It’s ok, you can let go…

Two years ago I watched the last episode of LOST, having spent the previous year re-watching, tweeting, blogging and just about inhaling the series on an almost daily basis. I walked to my bed that night, satisfied with the ending. Not just satisfied, but joyful over the way it ended, and brought the story of LOST full circle with the closing of the same eye that opened the 6 years of enthralling television.

The show met me in the time of my life where I had many successes and lots of regrets. The stage of my life that I lived in the summer of 2009 was an uproar of my own making, a plane wreck if we want to speak metaphorically. I was trying to fix myself, I my life had become unmanageable because of an addiction, and at that time I was white knuckling the withdrawals and trying to fix myself. In a way, the reason LOST finale resonated so well with me, is between the end of season 5 and the beginning of season 6 I had reached the end of myself, and started seeking the help of a recovery community. There, in that community of messed up souls, I found a connection with fellow strugglers, that resonated many large themes of LOST. It very well may be that seeing LOST through the lens of that experience I’m reading my own struggle into that work of fiction, and I’ll admit it. Because face it, we all do that.

As a confessing Christian, I also viewed LOST through those glasses, and the themes of forgiveness, loyalty, redemption, sacrifice and community certainly made those facets of the show more vivid to me. The symbols of light and dark, water and fire triggered many things I’ve learned from the scriptures, and helped me to form a tighter understanding of my own faith.

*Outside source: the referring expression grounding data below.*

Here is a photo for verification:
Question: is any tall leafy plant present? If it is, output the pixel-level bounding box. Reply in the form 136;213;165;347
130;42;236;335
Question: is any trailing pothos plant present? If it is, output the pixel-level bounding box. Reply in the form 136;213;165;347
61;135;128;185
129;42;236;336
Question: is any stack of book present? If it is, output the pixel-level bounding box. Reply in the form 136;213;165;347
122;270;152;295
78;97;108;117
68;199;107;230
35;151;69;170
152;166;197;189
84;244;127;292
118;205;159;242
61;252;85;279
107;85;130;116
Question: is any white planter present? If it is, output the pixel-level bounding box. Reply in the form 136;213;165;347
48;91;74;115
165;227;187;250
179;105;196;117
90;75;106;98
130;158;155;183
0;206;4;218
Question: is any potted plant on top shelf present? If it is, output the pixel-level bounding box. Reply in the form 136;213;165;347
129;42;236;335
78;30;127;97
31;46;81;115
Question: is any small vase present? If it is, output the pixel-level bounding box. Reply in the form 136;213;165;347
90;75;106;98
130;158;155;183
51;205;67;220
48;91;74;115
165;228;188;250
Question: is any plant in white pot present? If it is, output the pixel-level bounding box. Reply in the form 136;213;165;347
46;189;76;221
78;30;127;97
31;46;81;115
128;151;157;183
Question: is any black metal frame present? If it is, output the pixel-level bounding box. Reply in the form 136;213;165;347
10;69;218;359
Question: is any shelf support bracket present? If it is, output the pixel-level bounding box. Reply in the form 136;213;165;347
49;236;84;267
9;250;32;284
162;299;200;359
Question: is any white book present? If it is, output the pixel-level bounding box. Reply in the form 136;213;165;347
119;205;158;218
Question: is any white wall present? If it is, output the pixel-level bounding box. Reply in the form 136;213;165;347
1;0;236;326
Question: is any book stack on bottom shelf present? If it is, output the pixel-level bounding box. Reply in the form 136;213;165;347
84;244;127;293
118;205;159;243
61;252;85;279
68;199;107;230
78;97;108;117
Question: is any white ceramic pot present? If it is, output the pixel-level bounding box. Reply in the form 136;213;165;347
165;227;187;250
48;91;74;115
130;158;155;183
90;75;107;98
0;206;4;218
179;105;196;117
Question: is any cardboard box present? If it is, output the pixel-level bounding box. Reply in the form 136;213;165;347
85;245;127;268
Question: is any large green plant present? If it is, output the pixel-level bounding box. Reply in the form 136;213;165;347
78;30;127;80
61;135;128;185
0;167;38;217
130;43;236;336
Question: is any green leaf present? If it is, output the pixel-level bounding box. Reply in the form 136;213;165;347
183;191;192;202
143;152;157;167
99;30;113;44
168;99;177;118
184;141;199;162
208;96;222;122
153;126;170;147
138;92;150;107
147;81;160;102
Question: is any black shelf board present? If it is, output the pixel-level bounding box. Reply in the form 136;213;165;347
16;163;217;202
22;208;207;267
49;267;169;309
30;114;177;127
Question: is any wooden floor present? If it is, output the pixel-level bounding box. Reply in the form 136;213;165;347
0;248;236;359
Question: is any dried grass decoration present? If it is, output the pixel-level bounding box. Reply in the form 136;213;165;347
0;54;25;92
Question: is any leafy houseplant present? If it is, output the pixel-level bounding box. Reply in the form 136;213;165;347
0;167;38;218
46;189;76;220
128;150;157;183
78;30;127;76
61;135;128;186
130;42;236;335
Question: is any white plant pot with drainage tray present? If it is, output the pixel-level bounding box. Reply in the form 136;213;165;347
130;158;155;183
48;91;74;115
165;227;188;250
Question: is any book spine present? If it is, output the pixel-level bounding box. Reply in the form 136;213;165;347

I’ve used LOST scenes to teach some of tenets of recovery, the need to come to grips with our past, what ever happened, what I did, sort through them, then let them go. The reason the finale of LOST resonated with me, is I saw all of the characters I loved pass through that as they remembered the island and the important things that happened to them. Those characters and their shared experience (both the good times and the bad times) are what saved them. Not from the smoke monster and his quest to extinguish the light, but from themselves and their willingness to ignore the light.

When Hurley drank the water Jack offered as a rite, and became like Jack is, I knew the Island is in the best of hands. It will continue to be a place where messed up people like me can find other people to hold on to, to struggle with, and to over come. We all need a place like the island, a place where we can be together.

I can let go of lots of things in my life, I need to let go of a lot more, but the lessons I learned through LOST about love, life, forgiveness and endurance… Those, I’ll hold onto.